Я сказал Софроницкой, что видел эту фамилию в списке постояльцев гостиницы, что был знаком когда-то давно с одним Струвилу и мне было бы интересно узнать, он ли это. По ее описанию невозможно было сомневаться, что это он, но она не могла сообщить мне о нем ничего такого, что удовлетворило бы мое любопытство. Я узнал лишь, что он был очень любезен, очень услужлив, что он показался ей весьма умным и начитанным, но несколько ленивым, «если только позволительно употребить это слово», прибавила она, смеясь. Я рассказал ей, в свою очередь, то, что мне было известно о Струвилу, и тут по ассоциации перешел к рассказу о пансионе, где мы встречались с ним, о родителях Лауры (которая, со своей стороны, кое о чем поведала Софроницкой), наконец, о старике Лаперузе, о его родственных связях с маленьким Борисом и об обещании, которое я дал ему, прощаясь с ним, привезти этого мальчика. Так как Софроницкая сказала мне раньше, что она считает нежелательным, чтобы Борис продолжал жить с матерью, я спросил ее: «Почему бы вам не поместить его в пансион к Азаисам?» Внушая ей эту мысль, я думал главным образом о том, как безмерно обрадуется дедушка, узнав, что Борис находится совсем рядом с ним, у друзей, где он может видеть его когда ему будет угодно; тут я прибавил, что не могу допустить, чтобы мальчик, со своей стороны, не почувствовал там себя хорошо.
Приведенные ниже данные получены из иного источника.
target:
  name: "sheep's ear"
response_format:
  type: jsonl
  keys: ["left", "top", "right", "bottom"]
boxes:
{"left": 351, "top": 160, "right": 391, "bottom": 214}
Софроницкая сказала, что подумает над этим, а пока она крайне заинтересована всем, что я ей только что рассказал.
Софроницкая все время повторяет, что маленький Борис выздоровел; это лечение должно подтвердить правильность ее метода; но боюсь, не слишком ли рано она празднует победу. Понятно, я не хочу ей противоречить; я согласен с ней, что его тики, нервные судороги, умолчания почти исчезли, но мне кажется, что болезнь попросту переместилась в более глубинные области его существа, словно желая укрыться от испытующего взгляда врача, и теперь поразила саму его душу. Подобно тому как онанизм сменился нервными судорогами, эти последние уступают теперь место какому-то непонятному трансу. Софроницкая, правда, беспокоится, видя, как Борис вслед за Броней все больше оказывается во власти своеобразного детского мистицизма; она слишком умна, чтобы не понять, что это новое «блаженство души», которого ищет сейчас Борис, в конце концов не слишком отличается от «блаженства», которое он вызывал раньше искусственно, и что, хотя оно не так дорого обходится, не так разрушительно для организма, все же не в меньшей степени отвлекает его от усилия и от стремления претворять его в определенный результат. Но когда я говорю ей об этом, она мне отвечает, что такие души, как Борис и Броня, не могут обходиться без грез и химер и что, если их отнять, они впадут: Броня — в отчаяние, а Борис — в вульгарный натурализм; она полагает, кроме того, что не вправе разрушать доверие этих детей и, хотя считает их иллюзии обманчивыми, все же желает видеть в них сублимирование низменных инстинктов, более высокое устремление, благородное побуждение, предохраняющее их, и т. п. Не веря сама в церковные догматы, она верит в действенную силу веры. Она с волнением говорит о набожности этих детей, которые вместе читают Апокалипсис, приходят в возбуждение, ведут беседы с ангелами и облекают свои души в белые плащаницы. Как все женщины, она полна противоречий. Но она права: я положительно не являюсь мистиком… как не являюсь и ленивцем. Я очень рассчитываю на атмосферу пансиона Азаисов и вообще парижский дух, чтобы сделать из Бориса работника и окончательно вылечить его от искания «воображаемых благ». Там он найдет для себя спасение. Софроницкая привыкает, мне кажется, к мысли доверить его мне, но, вероятно, она сама привезет его в Париж, желая лично присмотреть за его устройством у Азаисов и успокоить, таким образом, его мать, согласия которой она берется добиться.